Monsters in love isn't a common theme, nor is it pretty, but as described in Charlee Jacob's 'This Symbiotic Fascination', it certainly makes for gripping, if stomach-churning reading. 'This Symbiotic Fascination' is driven by two of the most conflict-in-the-the-reader inducing characters ever created. Arcan Tyler and Tawne Delaney are viscous, vile, violent and sympathetic all at once. They're likable and despicable. We understand their impulses and empathize with them even as we are repelled by their actions.

The nightmare described in Jacob's novel has some pretty strict rules, despite a tendency toward free-form gore. There is an internal integrity to the actions of the participants as they play out their romance across a series of vividly described murders and corpses. This gives the book an aspect of the vampire novel, but Jacob does an excellent send-up of the current Goth fashion plates who equate dark dress with dark lives. Just in case the reader thinks that humans aren't prone to the weaknesses of her monsters, Jacob includes the memorable Alan Moravec, a 'world's most viscous home videos' show host who particularly enjoys the humiliations he doles out.

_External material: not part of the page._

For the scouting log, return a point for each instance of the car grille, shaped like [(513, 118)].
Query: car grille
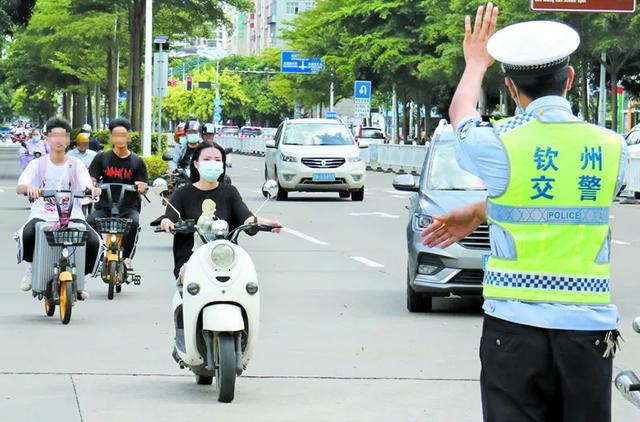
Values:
[(479, 239), (310, 181), (469, 276), (323, 163)]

Brevity helps in Jacob's exercise in the extreme. The novel is trimmed and Jacob's poetic prose reads easily. The printing is nothing to write home about, however. The exterior package by Necro is certainly nice, but the font used for the main text is not very easy on the eyes. In spite of this defect, however, 'This Symbiotic Fascination' is an excellent novel for those in search of the horror genre's most extreme explorations.